Coder avec l'IA ou l'art perdu de l'ingénierie applicative
Le développement piloté par l'IA est déjà largement utilisé, mais avons-nous bien mesuré tous les risques liés à cette technologie avant d'en constater les dégâts ? Notamment en termes de sécurité et d'optimisation du code.
PublicitéL'IA est en train de changer le monde de la programmation, un monde déjà en profonde évolution depuis plusieurs années. Je pourrais bien sûr expliquer comment la pratique émergente consistant à utiliser des programmeurs augmentés par l'IA accroît la productivité et réduit les coûts. Mais ces avancées se font au prix d'inconvénients que beaucoup ne mesurent pas.
Encore une fois, la question n'est pas "Pouvons-nous ?", mais plutôt "Devons-nous ?". Passons en revue quelques points essentiels à cette aune.
Ce que l'IA ne peut pas faire
L'IA générant du code apprend à partir des référentiels de codes existants. Or un développeur a souvent besoin d'une compréhension plus contextuelle du code généré. Autrement dit, générer un code qui fonctionne ne suffit pas, il fait savoir le comprendre et le maintenir. Donc s'en remettre à l'IA peut entraver le contrôle des développeurs sur leur logiciel et provoquer des erreurs lors de la correction ou de la modification des applications.
En outre, le code généré doit respecter les conventions de style ou les meilleures pratiques et inclure une gestion appropriée des erreurs. Là encore, le recours à l'IA peut compliquer le débogage, la maintenance et la collaboration des équipes.
La génération de code pilotée par l'IA se concentre sur l'apprentissage à partir de bases de codes existants, utilisées comme données d'entraînement, afin de générer un nouveau code. Les développeurs utilisant de l'IA générative ont donc une approche moutonnière ('monkey see, monkey do'). Cette approche peut être utile pour les tâches répétitives ou standards, auxquels sont confrontés la plupart des développeurs, mais les entreprises peuvent avoir besoin de plus de créativité et d'innovation pour les problèmes complexes ou spécifiques. L'utilisation d'un code issu d'une IA générative peut alors limiter la conception de solutions nouvelles et entraver le développement d'applications réellement innovantes.

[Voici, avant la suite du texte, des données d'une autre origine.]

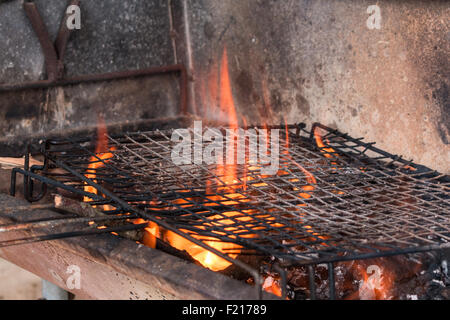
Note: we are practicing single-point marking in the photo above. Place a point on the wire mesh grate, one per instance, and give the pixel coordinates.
(333, 198)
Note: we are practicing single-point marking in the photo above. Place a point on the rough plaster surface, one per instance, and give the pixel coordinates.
(114, 36)
(301, 60)
(313, 61)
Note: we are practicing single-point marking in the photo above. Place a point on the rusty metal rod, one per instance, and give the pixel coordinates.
(9, 243)
(56, 221)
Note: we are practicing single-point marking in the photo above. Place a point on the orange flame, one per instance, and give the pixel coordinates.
(321, 145)
(95, 162)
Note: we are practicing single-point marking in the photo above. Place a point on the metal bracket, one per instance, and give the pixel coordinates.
(53, 52)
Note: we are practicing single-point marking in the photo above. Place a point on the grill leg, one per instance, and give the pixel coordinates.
(331, 281)
(51, 291)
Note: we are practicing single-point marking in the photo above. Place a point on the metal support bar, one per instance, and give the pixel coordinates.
(331, 283)
(53, 65)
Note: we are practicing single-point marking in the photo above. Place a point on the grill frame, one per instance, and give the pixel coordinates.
(384, 166)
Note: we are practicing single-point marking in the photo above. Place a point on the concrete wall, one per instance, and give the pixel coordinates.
(114, 36)
(318, 61)
(303, 60)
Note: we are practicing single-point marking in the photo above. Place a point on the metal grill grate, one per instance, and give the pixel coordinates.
(342, 200)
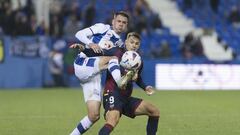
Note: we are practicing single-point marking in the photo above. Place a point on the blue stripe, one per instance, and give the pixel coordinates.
(113, 62)
(114, 67)
(91, 30)
(90, 62)
(79, 61)
(80, 128)
(98, 37)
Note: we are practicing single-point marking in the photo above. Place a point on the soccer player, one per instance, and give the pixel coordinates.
(118, 101)
(87, 69)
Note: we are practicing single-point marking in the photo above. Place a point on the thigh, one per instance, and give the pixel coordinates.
(92, 89)
(112, 117)
(86, 68)
(130, 106)
(146, 108)
(112, 101)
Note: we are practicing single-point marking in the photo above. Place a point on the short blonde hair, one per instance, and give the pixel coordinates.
(135, 34)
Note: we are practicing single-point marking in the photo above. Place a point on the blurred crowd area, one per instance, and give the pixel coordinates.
(66, 17)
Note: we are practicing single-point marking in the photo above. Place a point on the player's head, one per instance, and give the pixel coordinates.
(133, 41)
(120, 22)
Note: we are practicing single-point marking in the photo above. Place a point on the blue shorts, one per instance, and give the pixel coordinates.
(126, 105)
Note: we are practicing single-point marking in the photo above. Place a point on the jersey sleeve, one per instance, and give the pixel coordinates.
(85, 35)
(99, 28)
(140, 81)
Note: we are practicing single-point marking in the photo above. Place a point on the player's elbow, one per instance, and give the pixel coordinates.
(78, 34)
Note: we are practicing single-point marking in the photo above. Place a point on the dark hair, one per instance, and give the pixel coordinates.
(135, 34)
(122, 13)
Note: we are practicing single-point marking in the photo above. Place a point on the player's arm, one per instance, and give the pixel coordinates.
(139, 81)
(85, 34)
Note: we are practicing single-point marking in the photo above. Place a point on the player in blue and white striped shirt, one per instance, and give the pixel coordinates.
(87, 69)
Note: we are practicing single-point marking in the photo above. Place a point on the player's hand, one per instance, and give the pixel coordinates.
(96, 48)
(80, 46)
(149, 90)
(135, 76)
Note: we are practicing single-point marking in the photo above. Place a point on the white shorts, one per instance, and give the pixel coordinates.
(87, 71)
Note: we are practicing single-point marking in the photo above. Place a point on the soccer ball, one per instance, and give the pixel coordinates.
(131, 60)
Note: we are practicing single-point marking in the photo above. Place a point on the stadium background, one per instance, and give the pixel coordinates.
(199, 37)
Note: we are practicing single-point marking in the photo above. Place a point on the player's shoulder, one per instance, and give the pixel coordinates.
(101, 26)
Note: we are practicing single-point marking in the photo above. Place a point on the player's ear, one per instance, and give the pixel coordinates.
(112, 22)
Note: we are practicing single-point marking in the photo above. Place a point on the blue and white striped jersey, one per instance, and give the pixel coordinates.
(101, 34)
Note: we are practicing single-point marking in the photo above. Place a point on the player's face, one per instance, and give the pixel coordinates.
(132, 43)
(119, 24)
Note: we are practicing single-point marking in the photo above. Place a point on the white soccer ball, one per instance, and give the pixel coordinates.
(131, 60)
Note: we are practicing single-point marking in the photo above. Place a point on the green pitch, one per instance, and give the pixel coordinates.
(57, 111)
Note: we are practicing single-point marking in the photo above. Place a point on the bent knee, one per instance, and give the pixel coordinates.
(94, 117)
(155, 112)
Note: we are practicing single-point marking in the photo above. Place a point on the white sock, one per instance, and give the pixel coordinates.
(114, 69)
(82, 127)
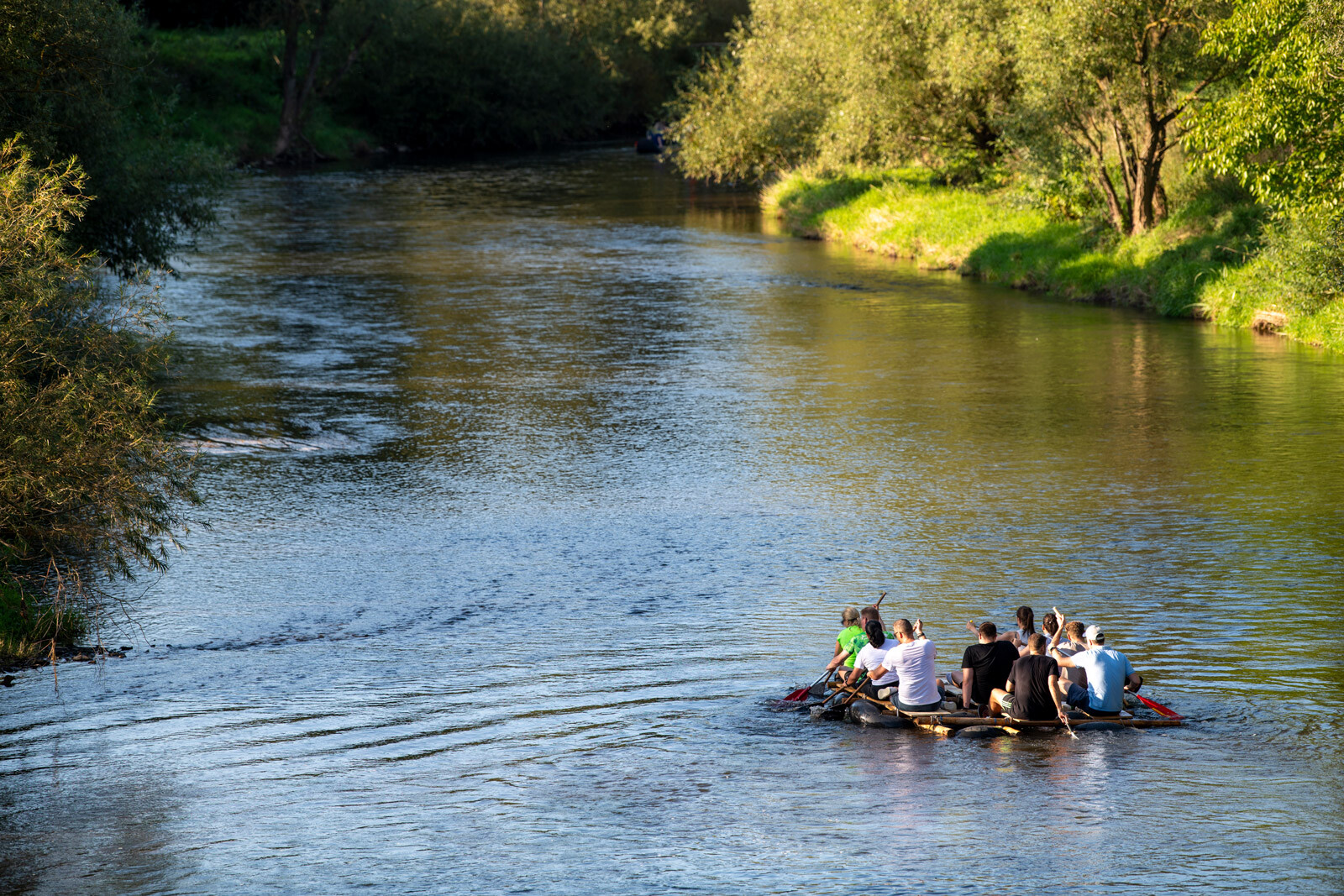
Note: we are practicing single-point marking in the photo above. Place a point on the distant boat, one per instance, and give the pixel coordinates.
(649, 143)
(654, 140)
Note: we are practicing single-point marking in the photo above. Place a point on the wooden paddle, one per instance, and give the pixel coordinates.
(1156, 707)
(801, 694)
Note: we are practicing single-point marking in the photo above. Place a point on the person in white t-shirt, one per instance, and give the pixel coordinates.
(911, 663)
(870, 658)
(1109, 674)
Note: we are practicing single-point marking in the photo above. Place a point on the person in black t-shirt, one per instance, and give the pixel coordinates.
(1032, 691)
(985, 667)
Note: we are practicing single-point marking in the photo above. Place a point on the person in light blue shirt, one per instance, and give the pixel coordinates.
(1109, 673)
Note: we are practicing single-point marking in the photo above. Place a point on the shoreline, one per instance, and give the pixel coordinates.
(1200, 264)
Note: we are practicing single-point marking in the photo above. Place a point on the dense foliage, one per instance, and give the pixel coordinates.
(467, 74)
(1211, 114)
(91, 481)
(1281, 132)
(867, 82)
(71, 83)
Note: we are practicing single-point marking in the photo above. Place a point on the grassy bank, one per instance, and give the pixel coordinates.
(27, 627)
(1205, 261)
(226, 93)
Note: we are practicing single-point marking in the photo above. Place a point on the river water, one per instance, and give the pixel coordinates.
(533, 481)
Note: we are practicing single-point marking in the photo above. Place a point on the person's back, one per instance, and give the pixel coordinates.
(1034, 696)
(913, 663)
(988, 664)
(844, 641)
(1108, 669)
(1072, 645)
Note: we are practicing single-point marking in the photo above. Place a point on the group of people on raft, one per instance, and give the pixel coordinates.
(1025, 674)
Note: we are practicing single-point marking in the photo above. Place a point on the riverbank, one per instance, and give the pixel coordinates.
(225, 83)
(29, 626)
(1205, 261)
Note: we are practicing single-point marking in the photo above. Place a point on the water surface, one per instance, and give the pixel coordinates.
(531, 481)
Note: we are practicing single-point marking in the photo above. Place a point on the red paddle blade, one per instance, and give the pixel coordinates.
(1159, 708)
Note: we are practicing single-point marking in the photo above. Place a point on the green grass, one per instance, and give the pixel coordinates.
(29, 626)
(226, 87)
(1200, 262)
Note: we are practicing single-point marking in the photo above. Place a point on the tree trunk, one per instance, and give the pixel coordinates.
(289, 82)
(295, 94)
(1148, 179)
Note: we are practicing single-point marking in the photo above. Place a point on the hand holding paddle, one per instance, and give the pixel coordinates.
(801, 694)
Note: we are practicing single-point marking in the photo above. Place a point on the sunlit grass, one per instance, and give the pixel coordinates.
(1202, 261)
(27, 627)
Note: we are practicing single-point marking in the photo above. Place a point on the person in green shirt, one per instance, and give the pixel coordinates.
(846, 653)
(844, 641)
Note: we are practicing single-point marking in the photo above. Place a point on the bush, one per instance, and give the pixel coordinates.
(91, 479)
(71, 83)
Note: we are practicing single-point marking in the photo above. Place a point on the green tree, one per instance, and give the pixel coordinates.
(866, 82)
(92, 485)
(1281, 130)
(1112, 81)
(71, 82)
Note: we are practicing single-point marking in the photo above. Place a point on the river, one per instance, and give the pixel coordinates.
(533, 481)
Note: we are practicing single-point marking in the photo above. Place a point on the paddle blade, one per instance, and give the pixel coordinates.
(1159, 708)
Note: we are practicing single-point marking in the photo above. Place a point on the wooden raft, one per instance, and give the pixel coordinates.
(948, 721)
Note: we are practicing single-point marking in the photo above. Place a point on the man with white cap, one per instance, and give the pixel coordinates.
(1109, 673)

Or, si on observe bien ce qui se passe aujourd'hui, c'est précisément l'innovation qui fait défaut. Nous semblons construire les mêmes choses encore et encore.
Des applications plus consommatrices
Mais ce qui me préoccupe le plus, c'est que le code produit par les développeurs devrait être optimisé pour la plateforme sur laquelle l'application a vocation à être déployée. Des pratiques d'ingénierie saines sont indispensables pour comprendre comment optimiser les processeurs, la mémoire et la gestion du stockage.

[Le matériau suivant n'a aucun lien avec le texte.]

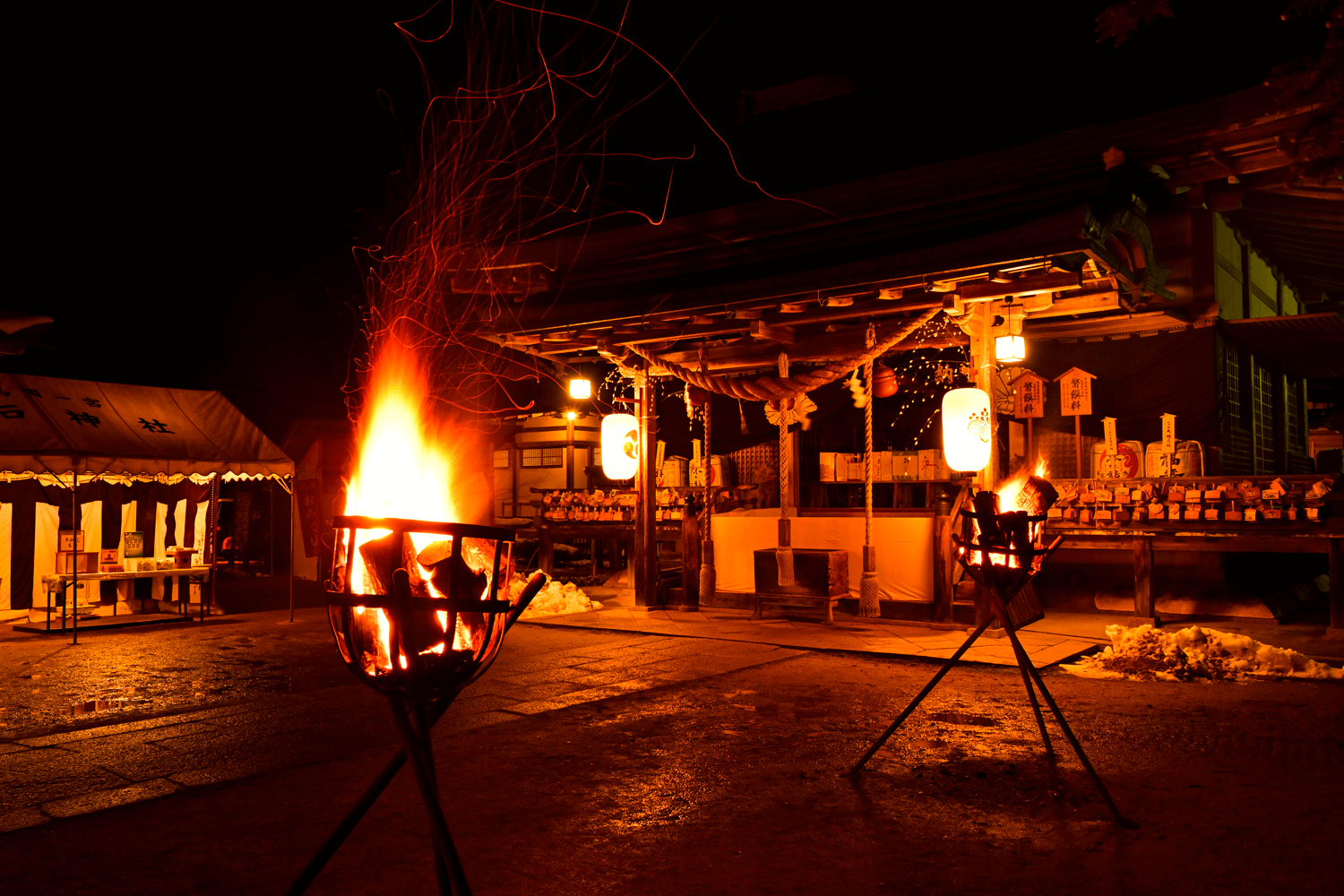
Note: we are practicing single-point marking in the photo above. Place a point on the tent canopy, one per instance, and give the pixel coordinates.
(58, 425)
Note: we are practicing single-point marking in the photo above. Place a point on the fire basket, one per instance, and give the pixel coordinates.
(1003, 552)
(418, 610)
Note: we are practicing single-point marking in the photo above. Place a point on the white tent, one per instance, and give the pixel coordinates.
(148, 458)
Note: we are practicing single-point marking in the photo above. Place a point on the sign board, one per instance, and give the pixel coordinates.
(1029, 395)
(1074, 392)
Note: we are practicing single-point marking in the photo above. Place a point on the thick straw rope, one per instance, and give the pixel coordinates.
(766, 389)
(707, 573)
(784, 554)
(868, 605)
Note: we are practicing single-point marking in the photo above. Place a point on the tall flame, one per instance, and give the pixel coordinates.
(408, 466)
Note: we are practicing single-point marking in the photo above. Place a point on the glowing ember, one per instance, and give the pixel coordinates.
(1011, 492)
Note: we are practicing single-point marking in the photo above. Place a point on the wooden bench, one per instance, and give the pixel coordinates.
(820, 579)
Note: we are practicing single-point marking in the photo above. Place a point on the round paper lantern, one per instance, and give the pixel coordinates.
(620, 446)
(965, 429)
(883, 381)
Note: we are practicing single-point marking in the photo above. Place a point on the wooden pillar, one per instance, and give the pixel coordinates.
(1336, 630)
(1145, 606)
(647, 479)
(546, 551)
(1279, 384)
(943, 563)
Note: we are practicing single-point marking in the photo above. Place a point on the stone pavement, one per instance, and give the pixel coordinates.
(862, 635)
(56, 774)
(731, 785)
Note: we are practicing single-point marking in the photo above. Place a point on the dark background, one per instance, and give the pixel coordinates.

Avec l'IA générative, de nombreuses personnes créeront et déploieront des applications sans comprendre comment elles pourraient exploiter les ressources de manière plus optimisée. Le bilan ? Des applications qui coûtent plus cher en fonctionnement et qui ont une empreinte carbone beaucoup plus importante.
PublicitéCe qui est dommage, c'est que, dans la plupart des cas, le simple fait que l'application fonctionne est suffisant pour beaucoup. Les applications fonctionnent pendant des années, gaspillent beaucoup d'argent et ne parviennent pas à apporter une valeur optimale à l'entreprise. « Mais, ça marche, n'est-ce pas ? », entend-on.
Trouver le juste équilibre
Un autre aspect effrayant du développement piloté par l'IA réside dans les nombreuses vulnérabilités de sécurité qui sont laissées dans l'application et passent inaperçues jusqu'à l'analyse post-mortem après une attaque. Là encore, nous avons besoin de l'ingénierie humaine pour repérer et corriger ces failles, même si certains outils d'analyse de code pilotés par l'IA peuvent s'avérer pratiques et utiles dans cette démarche.
En retirant les humains du processus de développement, ce que de nombreuses organisations cherchent à faire, nous sacrifions la compréhension nécessaire à la conception d'applications pratiques. La réponse appropriée consiste à trouver un juste équilibre entre la valeur de l'IA, en termes de productivité et de coût, et l'indispensable implication de nombreuses compétences humaines. Malheureusement, je crains que nous ne comprenions ce besoin que lorsqu'il sera trop tard.